# **Project Name**    -


**Hotel Booking Analysis**

##### **Project Type**    - Exploratory Data Analysis
##### **Contribution**    - Individual

# **Project Summary -**

"I worked with a dataset containing hotel booking information. I began by loading the dataset into my Colab notebook and thoroughly examined its contents, identifying the various variables it contained. Next, I performed data cleaning and preprocessing tasks using functions such as drop(), fillna(), and isna()/isnull() to ensure the data was in good shape for analysis.

During this process, I added new columns that were necessary for my analysis and removed columns that were not relevant to my objectives. Utilizing this refined dataset, I employed various visualization techniques such as pie charts, count plots, bar plots,violin plot, heatmaps,and many more to explore the dataset's variables.

These visualizations allowed me to extract valuable insights, which in turn enabled me to formulate important findings and conclusions about the factors that significantly influence hotel bookings. With these insights in hand, I can propose meaningful business objectives and recommendations to our clients."







# **GitHub Link -**

Provide your GitHub Link here.

# **Problem Statement**


# **Performed EDA and tried answering the following questions:**

**1 . Which type of hotel is mostly prefered by the guests?

2 . Which agent made the most bookings?

3 . What is the percentage of repeated guests?

4 . What is the most preferred room type by the customers?

5 . What type of food is mostly prefered by the guests?

6 . In which month most of the bookings happened?

7 . Which distribution channel is mostly used for hotel booking?

8 . Which hotel type has the highest ADR?

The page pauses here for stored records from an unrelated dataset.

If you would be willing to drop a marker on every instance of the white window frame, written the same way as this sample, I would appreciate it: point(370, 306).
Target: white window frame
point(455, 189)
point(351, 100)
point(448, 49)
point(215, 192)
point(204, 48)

9 . which hotel has longer waiting time?

10 . How many people are reservations made for?*

11 . Which hotel type has the most advanced reservations?*

12 . Which country makes the most reservations ?**

#### **Define Your Business Objective?**

"**Our main objective is to perform EDA on the given dataset and draw** **meaningful insights regarding overall trends in hotel bookings and how different factors combine to influence hotel reservations."**

## ***1. Know Your Data***

### Import Libraries

In [None]:
# Import Libraries
# Importing libraries
import numpy as np
import pandas as pd
from numpy import math
from numpy import loadtxt
import seaborn as sns
import matplotlib.pyplot as plt
%matplotlib inline
from matplotlib import rcParams

### Dataset Loading

In [None]:
# My drive is mounted here.
from google.colab import drive
drive.mount('/content/drive')

In [None]:
# Load Dataset
path='/content/Hotel Bookings (1).csv'
df=pd.read_csv(path)

### Dataset First View

In [None]:
# Dataset First Look
df.head()


In [None]:
df.tail()

### Dataset Rows & Columns count

In [None]:
# Dataset Rows & Columns count
df.shape


### Dataset Information

In [None]:
#understanding the given information in dataset
df.info()


In [None]:
 # Here is total description of dataset
df.describe()

In [None]:
#Creating the copy of the dataset
df1 = df.copy()



#### Duplicate Values

In [None]:

# Dataset Duplicate Value Count
duplicate_values = df1.duplicated().value_counts()
duplicate_values

In [None]:

# Visualizing the duplicate values
plt.figure(figsize=(5,3))
sns.countplot(x=df1.duplicated())
plt.title('Visualisation of duplicated value', fontsize = 10)
plt.ylabel('Count of Duplicate Values', fontsize = 10)
plt.show()

In [None]:

 # Here duplicate values are drop from dataset
df1 = df1.drop_duplicates()



In [None]:
# shape of dataset after dropping the duplicates.
df1.shape


#### Missing Values/Null Values

In [None]:
# Missing Values/Null Values Count
#missing value count
missing_value = df1.isnull().sum().sort_values(ascending=False)[:5]
missing_value


In [None]:

# Calculate the count of missing values in each column
missing_counts = df1.isnull().sum()

# Create a bar plot to visualize missing values
plt.figure(figsize=(7, 3))
missing_counts.plot(kind='bar')
plt.title('Missing Values by Column')
plt.xlabel('Columns')
plt.ylabel('Number of Missing Values')
plt.xticks(rotation=90)
plt.show()


### What did you know about your dataset?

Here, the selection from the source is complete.